Select the desired type of object that you want to edit and the list of possible properties will be updated according to selected type.
General settings for the 3D Sign Configuration function. The choices made here apply not only to the current position number, but to the entire drawing.
Layer settings for the various object types for the 3D sign's CAD geometry.
The values under "Color mapping" and "Image quality" are used by the function "Store to Quadri" to determine the quality of the sign faces that are saved.
In this dialog, you can control the position of each individual sign in the layout. The values that can be edited will depend on how many signs are defined for the configuration.
The signs are given a "name" in the dialog in accordance with the order they were "Added" to the reference line.
First sign = S1
Second sign = S2
Third sign = S3
Etc.
Running this function will reset many parameters and user-defined values to their default values. This is typically done to resolve unexpected software behavior, remove potentially problematic configurations, or simply restore the software to a reliable, stable state. This provides a clean starting point for easier troubleshooting.
The function is closed and data is stored on the reference line.
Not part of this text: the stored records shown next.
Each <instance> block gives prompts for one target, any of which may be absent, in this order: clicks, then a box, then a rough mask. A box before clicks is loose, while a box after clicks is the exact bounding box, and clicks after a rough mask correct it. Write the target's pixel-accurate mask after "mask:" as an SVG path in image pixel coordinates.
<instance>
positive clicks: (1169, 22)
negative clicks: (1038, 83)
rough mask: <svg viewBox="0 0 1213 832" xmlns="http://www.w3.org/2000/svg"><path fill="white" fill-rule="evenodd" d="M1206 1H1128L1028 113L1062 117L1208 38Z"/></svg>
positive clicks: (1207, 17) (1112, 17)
Important Note Regarding Sign Geometry Updates: When modifying the road sign within the 2D editing environment, it is crucial to understand the workflow for updating its corresponding 3D model. The 2D sign data and the 3D geometry are not dynamically linked for automatic, real-time synchronization upon every 2D change. Any alterations made to the sign's graphical elements, text, size, or orientation in the 2D view will not automatically be reflected in the 3D model of the sign. To ensure that the three-dimensional representation in the design visualization correctly reflects your latest 2D modifications, you must manually execute the "Update 3D" command, as the "OK" button typically serves to save general settings and properties. This mandatory manual step is essential for refreshing the 3D geometry based on the new 2D specifications. Neglecting to run the "Update 3D" function will result in the 3D model becoming outdated and inconsistent with the current 2D design, potentially leading to errors in clash detection, quantity take-offs, and final project visualization. Always confirm that you have run "Update 3D" after finalizing any changes to the 2D sign definition.
Interoperability via Export:
Once the road sign geometry resides within the Quadri project, its utility extends far beyond the native modeling environment through robust export capabilities. The software facilitates the export of this data, crucially including all associated metadata and complex properties.
This comprehensive data, geometry and properties, can be exported using widely accepted, open-standard file formats, most notably the Industry Foundation Classes (IFC) format. The use of IFC is essential for achieving true interoperability. By exporting to IFC, the detailed geometry and all critical properties of the road sign—including the information required to correctly visualize the sign face—are packaged together.
The ultimate benefit is that these exported IFC files can then be imported into a multitude of external applications. The key is that in these external applications, users can accurately visualize the sign face as designed, allowing for comprehensive design review, coordination with other infrastructure elements, and stakeholder communication based on the correct, final representation of the road sign.